Economie

Les négociations entre représentants des pilotes et direction de Brussels Airlines ont été suspendues lundi peu avant 20h00 sans accord entre les deux parties, après une longue journée de discussions.

Elles devraient reprendre mercredi, a-t-on appris auprès des syndicats. Plusieurs propositions et contrepropositions ont été déposées sur la table mais aucune ne semble parvenir à satisfaire la direction ou les représentants des pilotes, qui ont fait grève ce lundi.

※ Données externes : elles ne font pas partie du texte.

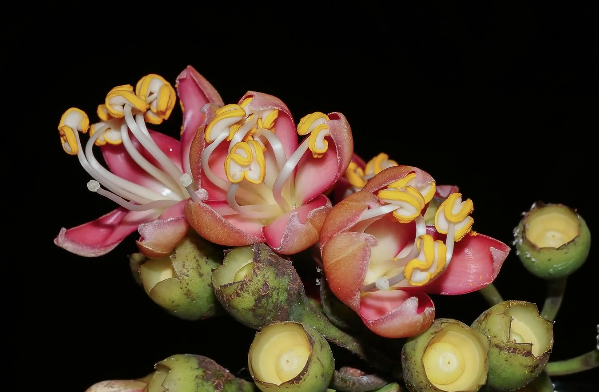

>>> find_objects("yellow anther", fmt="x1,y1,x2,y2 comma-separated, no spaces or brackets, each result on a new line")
435,193,474,242
105,84,149,118
135,74,177,124
377,186,426,223
345,161,366,189
204,104,245,143
239,97,254,109
403,234,447,286
96,104,113,121
225,140,266,184
365,153,397,177
258,109,279,131
309,124,329,158
58,108,89,155
89,119,123,146
389,173,437,204
297,112,329,136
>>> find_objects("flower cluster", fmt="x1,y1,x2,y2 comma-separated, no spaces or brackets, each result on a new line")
55,67,590,391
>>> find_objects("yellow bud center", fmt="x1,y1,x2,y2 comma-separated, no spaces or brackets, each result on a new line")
526,207,579,248
233,261,254,282
276,346,310,382
422,342,466,385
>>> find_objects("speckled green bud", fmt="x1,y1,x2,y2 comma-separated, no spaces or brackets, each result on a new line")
472,301,553,391
514,202,591,279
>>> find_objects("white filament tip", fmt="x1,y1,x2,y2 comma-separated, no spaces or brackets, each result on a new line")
179,173,193,187
375,277,389,291
87,180,100,192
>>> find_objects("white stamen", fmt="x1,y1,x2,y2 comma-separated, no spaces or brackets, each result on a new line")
179,173,193,187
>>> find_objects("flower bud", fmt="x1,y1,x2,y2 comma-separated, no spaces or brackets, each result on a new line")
212,244,307,329
401,319,489,392
248,322,335,392
472,301,553,391
147,354,256,392
131,236,223,320
514,203,591,279
85,380,146,392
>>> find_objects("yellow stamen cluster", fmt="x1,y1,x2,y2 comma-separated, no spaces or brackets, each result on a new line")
58,74,177,150
297,112,329,158
365,153,398,179
135,74,177,124
225,140,266,184
204,97,279,151
377,173,436,223
404,234,447,286
435,193,474,242
58,108,89,155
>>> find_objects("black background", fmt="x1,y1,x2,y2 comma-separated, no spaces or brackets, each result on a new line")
0,1,599,391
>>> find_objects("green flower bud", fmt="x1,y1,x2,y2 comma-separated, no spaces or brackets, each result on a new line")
147,354,256,392
130,236,223,320
85,380,146,392
212,244,308,329
472,301,553,391
401,319,489,392
248,322,335,392
514,203,591,279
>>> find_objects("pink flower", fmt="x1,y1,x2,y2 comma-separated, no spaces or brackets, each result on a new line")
54,67,222,258
179,90,353,254
320,166,509,338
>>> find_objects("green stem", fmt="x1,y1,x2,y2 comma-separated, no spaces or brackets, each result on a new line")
291,300,401,378
478,283,503,306
532,372,554,392
541,276,568,321
545,349,599,376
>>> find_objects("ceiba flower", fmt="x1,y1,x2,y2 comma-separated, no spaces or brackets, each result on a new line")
185,91,353,254
333,152,459,202
320,165,509,338
54,67,222,258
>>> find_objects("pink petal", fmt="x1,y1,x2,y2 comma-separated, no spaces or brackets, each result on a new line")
177,65,224,168
239,91,298,158
54,208,160,257
422,233,510,295
322,232,377,312
295,112,354,204
101,131,181,193
185,200,264,246
362,165,434,193
358,290,435,338
263,195,332,255
435,185,460,199
137,200,189,259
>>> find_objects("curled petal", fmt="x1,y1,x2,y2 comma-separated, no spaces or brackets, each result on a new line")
177,65,224,168
322,232,377,312
320,192,381,248
54,208,160,257
435,185,460,199
239,91,298,158
137,216,189,259
264,195,333,255
363,165,434,193
358,290,435,338
101,131,181,194
295,112,354,204
422,227,510,295
185,200,265,246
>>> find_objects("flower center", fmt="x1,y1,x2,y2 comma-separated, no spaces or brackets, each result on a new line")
58,74,198,211
201,101,329,223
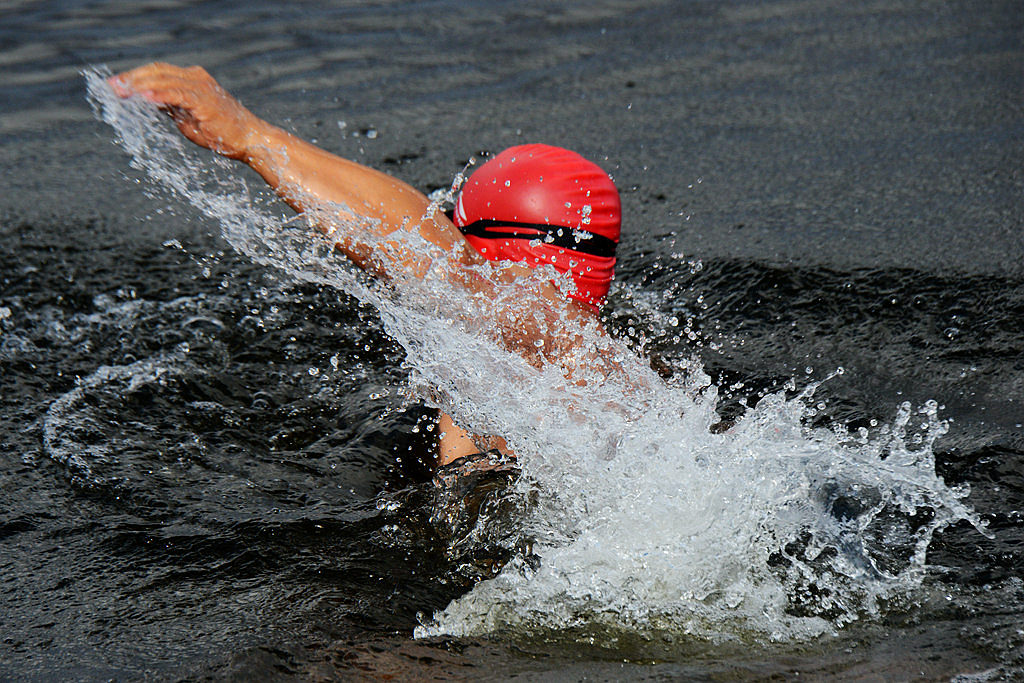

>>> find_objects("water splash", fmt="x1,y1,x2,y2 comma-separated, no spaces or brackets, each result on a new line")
86,72,984,639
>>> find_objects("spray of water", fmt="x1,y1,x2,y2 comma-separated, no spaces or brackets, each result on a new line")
85,72,984,639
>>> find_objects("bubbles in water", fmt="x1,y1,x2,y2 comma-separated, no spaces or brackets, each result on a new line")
88,68,983,638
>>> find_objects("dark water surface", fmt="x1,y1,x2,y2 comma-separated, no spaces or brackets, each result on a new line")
0,0,1024,680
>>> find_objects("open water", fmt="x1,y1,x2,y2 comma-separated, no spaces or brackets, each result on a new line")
0,0,1024,680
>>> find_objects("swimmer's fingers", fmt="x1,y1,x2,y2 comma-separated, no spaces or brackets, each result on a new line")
110,62,259,159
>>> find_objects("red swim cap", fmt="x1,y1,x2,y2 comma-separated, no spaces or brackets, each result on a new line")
455,144,622,306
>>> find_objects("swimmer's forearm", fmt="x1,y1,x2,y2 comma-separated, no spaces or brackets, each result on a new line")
242,121,462,250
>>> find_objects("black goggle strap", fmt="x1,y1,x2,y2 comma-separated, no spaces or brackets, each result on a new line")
459,218,615,258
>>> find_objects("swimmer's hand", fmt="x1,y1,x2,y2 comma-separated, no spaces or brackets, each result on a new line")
109,62,266,161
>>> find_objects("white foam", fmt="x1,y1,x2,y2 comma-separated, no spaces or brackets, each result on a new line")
86,66,982,638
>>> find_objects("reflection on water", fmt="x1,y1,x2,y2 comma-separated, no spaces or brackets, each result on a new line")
68,70,1011,663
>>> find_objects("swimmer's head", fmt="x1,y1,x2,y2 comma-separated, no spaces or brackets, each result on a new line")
455,144,622,306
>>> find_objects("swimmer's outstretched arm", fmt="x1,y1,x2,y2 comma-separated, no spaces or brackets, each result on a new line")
111,63,478,274
111,63,621,465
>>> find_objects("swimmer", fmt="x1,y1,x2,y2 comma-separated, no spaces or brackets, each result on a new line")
110,63,621,467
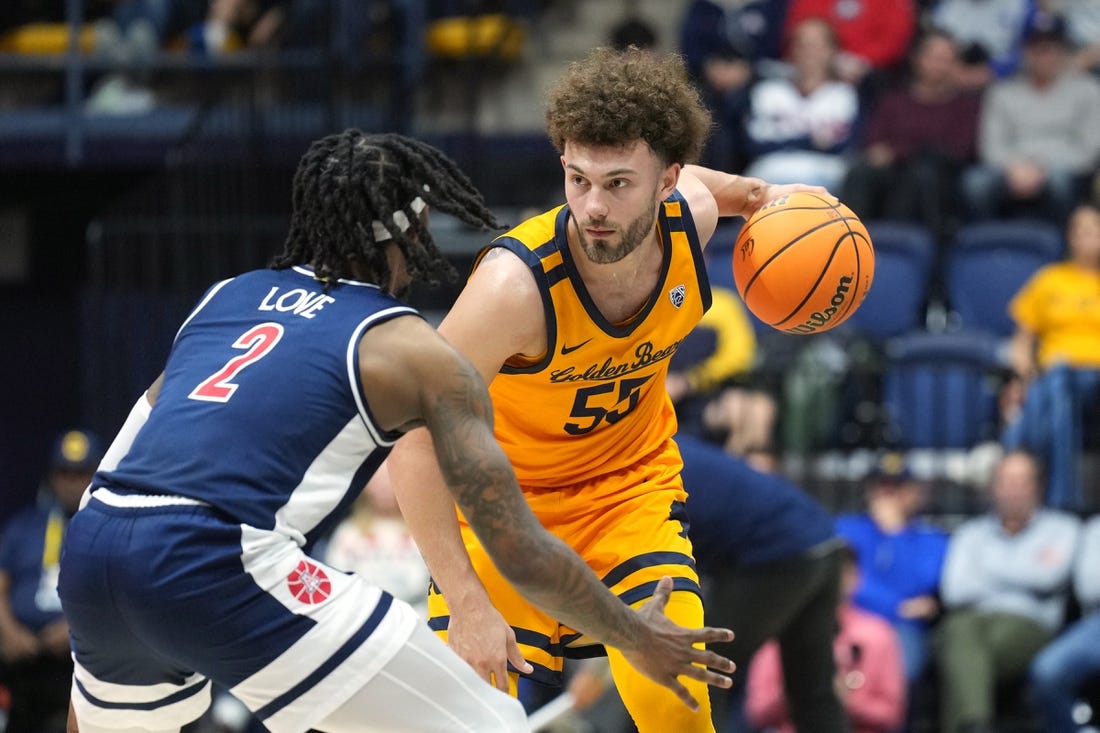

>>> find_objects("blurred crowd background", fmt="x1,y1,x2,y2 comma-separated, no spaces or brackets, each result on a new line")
0,0,1100,730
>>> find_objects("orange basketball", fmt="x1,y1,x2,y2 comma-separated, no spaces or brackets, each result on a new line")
734,193,875,333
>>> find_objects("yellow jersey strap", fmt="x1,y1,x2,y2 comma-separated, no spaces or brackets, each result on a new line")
42,507,65,568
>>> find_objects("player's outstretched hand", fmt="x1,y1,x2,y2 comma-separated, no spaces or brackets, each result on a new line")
623,577,734,710
447,603,534,692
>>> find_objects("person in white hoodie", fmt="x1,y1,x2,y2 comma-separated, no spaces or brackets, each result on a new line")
1031,515,1100,733
936,451,1080,733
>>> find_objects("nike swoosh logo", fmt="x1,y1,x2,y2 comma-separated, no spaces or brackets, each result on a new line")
561,339,592,357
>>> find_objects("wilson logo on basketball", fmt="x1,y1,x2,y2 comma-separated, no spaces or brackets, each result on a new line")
787,275,851,333
286,560,332,603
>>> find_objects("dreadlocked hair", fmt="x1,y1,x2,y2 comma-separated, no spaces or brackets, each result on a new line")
272,129,503,287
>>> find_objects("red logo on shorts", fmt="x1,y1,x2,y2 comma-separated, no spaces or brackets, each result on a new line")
286,560,332,603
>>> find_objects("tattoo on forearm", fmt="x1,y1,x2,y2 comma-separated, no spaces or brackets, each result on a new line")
431,358,639,648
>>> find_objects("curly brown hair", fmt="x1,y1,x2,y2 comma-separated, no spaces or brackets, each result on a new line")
547,46,711,165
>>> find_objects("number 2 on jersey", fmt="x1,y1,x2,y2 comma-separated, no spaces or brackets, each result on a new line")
187,322,283,402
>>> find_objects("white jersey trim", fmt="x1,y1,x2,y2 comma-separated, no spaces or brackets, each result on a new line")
173,277,234,341
348,306,418,448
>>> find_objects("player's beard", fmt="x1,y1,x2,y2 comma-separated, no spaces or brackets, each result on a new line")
574,201,657,264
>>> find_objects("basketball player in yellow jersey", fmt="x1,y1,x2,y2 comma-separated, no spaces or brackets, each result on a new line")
389,50,824,733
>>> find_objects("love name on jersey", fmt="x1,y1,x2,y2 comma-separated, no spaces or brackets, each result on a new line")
550,341,680,383
259,285,336,318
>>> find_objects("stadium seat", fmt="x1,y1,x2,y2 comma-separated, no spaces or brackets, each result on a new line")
882,331,1000,449
849,221,935,342
947,219,1065,338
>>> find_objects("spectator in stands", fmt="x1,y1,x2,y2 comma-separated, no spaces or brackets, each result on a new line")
746,18,859,190
784,0,916,89
963,13,1100,225
1031,516,1100,733
842,30,980,241
930,0,1035,81
746,547,905,733
836,452,947,683
323,464,430,620
674,435,848,733
680,0,788,171
1040,0,1100,72
0,430,102,733
1001,198,1100,511
936,451,1080,733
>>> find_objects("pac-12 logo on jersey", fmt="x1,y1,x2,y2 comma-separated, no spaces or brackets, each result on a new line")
669,285,688,308
286,560,332,603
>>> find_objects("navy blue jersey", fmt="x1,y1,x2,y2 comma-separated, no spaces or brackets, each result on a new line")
100,267,416,544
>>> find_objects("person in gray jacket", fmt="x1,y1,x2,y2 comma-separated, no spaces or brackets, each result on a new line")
1031,515,1100,733
963,12,1100,225
936,444,1080,733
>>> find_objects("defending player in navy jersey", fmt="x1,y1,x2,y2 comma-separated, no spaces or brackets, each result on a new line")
59,130,732,733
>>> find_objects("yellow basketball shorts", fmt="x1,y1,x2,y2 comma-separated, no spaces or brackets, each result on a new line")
428,448,703,685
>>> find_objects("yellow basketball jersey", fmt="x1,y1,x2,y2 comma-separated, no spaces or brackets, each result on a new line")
475,192,711,489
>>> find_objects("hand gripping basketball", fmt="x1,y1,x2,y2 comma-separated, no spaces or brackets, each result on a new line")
734,192,875,333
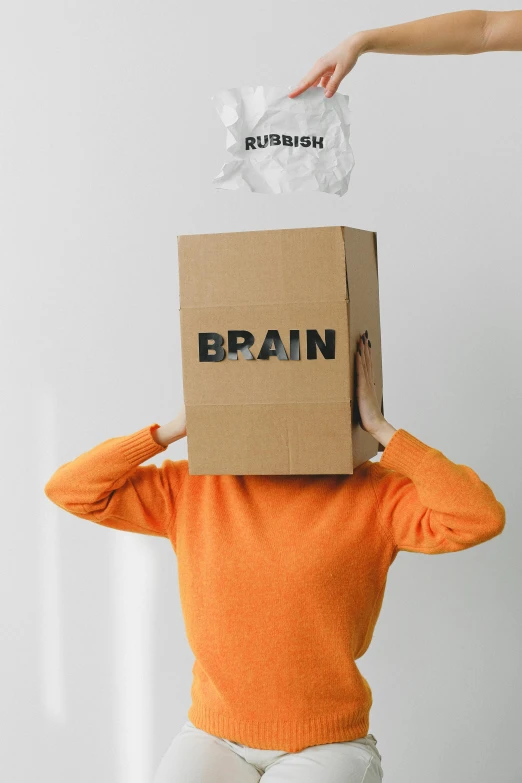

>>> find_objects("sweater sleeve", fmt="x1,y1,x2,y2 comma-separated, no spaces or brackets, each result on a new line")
370,430,505,555
44,424,187,538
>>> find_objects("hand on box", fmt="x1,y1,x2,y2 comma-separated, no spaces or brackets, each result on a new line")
153,405,187,446
355,331,395,446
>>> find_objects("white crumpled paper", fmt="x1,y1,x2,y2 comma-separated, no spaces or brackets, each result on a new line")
212,86,354,196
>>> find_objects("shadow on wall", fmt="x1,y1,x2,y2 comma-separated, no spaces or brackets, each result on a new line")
37,386,158,783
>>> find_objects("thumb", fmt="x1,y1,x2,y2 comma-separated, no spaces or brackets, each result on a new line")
325,63,344,98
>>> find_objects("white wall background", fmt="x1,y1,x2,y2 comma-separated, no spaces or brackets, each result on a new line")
0,0,522,783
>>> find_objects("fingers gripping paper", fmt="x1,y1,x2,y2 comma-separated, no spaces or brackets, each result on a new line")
213,87,354,196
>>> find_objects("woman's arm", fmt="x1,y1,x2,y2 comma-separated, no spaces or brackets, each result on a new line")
289,11,522,98
44,417,187,537
356,333,505,554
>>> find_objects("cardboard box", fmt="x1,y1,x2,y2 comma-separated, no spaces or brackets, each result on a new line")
178,226,382,475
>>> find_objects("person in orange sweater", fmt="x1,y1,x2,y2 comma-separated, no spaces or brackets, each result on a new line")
45,333,505,783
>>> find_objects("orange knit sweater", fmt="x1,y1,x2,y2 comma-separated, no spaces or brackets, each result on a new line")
45,424,505,752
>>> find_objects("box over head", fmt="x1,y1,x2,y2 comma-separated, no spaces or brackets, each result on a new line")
178,226,382,475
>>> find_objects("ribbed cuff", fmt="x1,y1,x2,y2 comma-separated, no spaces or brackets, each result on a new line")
122,424,167,465
380,430,431,478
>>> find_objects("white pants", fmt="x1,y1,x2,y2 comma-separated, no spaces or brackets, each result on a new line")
154,721,383,783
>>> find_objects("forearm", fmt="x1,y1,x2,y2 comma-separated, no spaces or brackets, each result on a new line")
357,11,500,55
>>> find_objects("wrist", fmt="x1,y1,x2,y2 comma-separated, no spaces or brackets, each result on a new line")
350,30,374,57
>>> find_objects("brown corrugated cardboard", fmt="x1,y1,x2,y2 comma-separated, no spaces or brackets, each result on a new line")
178,226,382,475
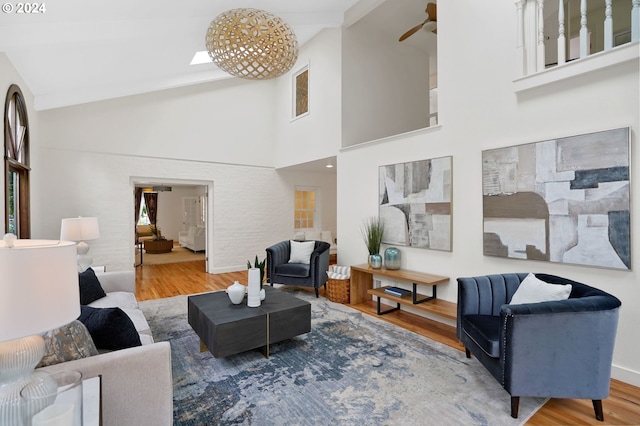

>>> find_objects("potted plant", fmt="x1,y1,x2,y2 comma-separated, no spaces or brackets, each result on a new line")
247,255,267,289
362,216,384,269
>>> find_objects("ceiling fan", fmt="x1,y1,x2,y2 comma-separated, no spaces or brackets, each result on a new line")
398,3,438,41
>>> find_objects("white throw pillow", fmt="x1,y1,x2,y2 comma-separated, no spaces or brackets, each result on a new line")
304,231,321,241
509,274,571,305
289,240,316,265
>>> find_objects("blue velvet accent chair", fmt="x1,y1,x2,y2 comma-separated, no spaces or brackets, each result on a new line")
267,240,331,297
457,273,621,421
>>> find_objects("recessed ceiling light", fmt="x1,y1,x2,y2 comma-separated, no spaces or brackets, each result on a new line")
189,50,212,65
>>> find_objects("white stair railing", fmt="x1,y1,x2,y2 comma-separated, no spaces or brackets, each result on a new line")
515,0,640,77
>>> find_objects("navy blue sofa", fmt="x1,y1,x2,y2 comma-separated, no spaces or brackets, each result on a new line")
267,240,331,297
457,273,621,420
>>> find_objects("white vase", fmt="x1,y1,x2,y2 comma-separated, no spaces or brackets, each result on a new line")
227,281,245,305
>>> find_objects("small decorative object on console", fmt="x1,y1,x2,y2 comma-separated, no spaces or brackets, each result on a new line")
227,281,245,305
384,287,413,297
384,247,400,269
247,268,260,308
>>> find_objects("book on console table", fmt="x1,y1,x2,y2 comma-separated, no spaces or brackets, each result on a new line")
384,287,413,297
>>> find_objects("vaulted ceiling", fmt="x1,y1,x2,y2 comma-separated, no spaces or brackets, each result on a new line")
0,0,434,110
0,0,357,110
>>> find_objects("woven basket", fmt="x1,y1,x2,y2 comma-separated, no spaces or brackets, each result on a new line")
327,278,350,303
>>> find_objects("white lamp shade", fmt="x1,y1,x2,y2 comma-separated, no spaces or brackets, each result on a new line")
0,240,80,342
60,217,100,241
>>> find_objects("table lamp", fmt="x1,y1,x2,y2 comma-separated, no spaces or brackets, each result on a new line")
60,217,100,272
0,234,80,425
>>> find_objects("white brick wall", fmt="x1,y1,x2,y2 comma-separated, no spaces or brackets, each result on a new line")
32,148,304,272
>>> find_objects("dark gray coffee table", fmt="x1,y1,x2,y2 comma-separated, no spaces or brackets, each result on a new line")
188,286,311,358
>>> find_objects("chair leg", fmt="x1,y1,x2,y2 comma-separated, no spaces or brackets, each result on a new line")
511,396,520,419
593,399,604,422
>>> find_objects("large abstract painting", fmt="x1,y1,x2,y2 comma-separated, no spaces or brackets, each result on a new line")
379,157,452,251
482,128,631,270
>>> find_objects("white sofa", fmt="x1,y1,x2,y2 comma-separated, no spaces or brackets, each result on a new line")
41,271,173,426
178,226,206,252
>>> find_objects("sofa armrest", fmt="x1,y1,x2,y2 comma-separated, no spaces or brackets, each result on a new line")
267,240,291,284
500,302,620,399
309,240,331,287
39,342,173,426
96,271,136,294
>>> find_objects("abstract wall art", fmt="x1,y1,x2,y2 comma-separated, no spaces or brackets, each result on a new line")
379,157,453,251
482,128,631,270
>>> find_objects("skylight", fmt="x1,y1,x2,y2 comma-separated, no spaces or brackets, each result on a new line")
189,50,211,65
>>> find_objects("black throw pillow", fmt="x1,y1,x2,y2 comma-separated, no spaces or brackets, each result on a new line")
78,268,107,305
78,306,142,351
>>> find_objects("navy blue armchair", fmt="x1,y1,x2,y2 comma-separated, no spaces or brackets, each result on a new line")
267,240,331,297
457,273,621,420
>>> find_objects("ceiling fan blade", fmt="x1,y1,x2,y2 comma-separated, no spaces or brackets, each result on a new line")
422,21,438,33
398,20,428,41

Peu avant 20h00, les négociations ont été suspendues. Elles reprendront mercredi matin, à 10h00, au siège de la compagnie et n'impliqueront dans un premier temps que les syndicats et la direction, avant que le bureau de conciliation ne rejoigne la table des discussions en fin d'après-midi.

Ce qui a été proposé est "très faible", d'après Didier Lebbe, secrétaire permanent CNE, qui souligne une nouvelle fois que 80% des pilotes s'étaient montrés favorables à la grève de ce lundi et à celle de mercredi. "Je suis certain que si l'on propose ça, ce sera un 'niet' direct de la part des pilotes! Il y a peu de chances que cela passe", confie-t-il.

"Les propositions sont en effet assez faibles", confirme Anita Van Hoof, du Setca. "Et de toutes façons, si nous parvenons à un accord mercredi, il faudra encore le présenter aux pilotes."

"La discussion est très technique et nous avons tout de même enregistré des progrès", tempère Filip Lemberechts, de la CGSLB. "Ce n'est pas ce que demandent les pilotes mais cela n'est pas réaliste dans le contexte actuel", concède encore le syndicaliste libéral.

Les points abordés lundi concernaient un meilleur équilibre entre vies privée et professionnelle, d'une part, et une revalorisation salariale et l'augmentation du pouvoir d'achat, d'autre part, "pour lesquels on n'a eu aucune progression depuis de nombreuses années", selon Didier Lebbe.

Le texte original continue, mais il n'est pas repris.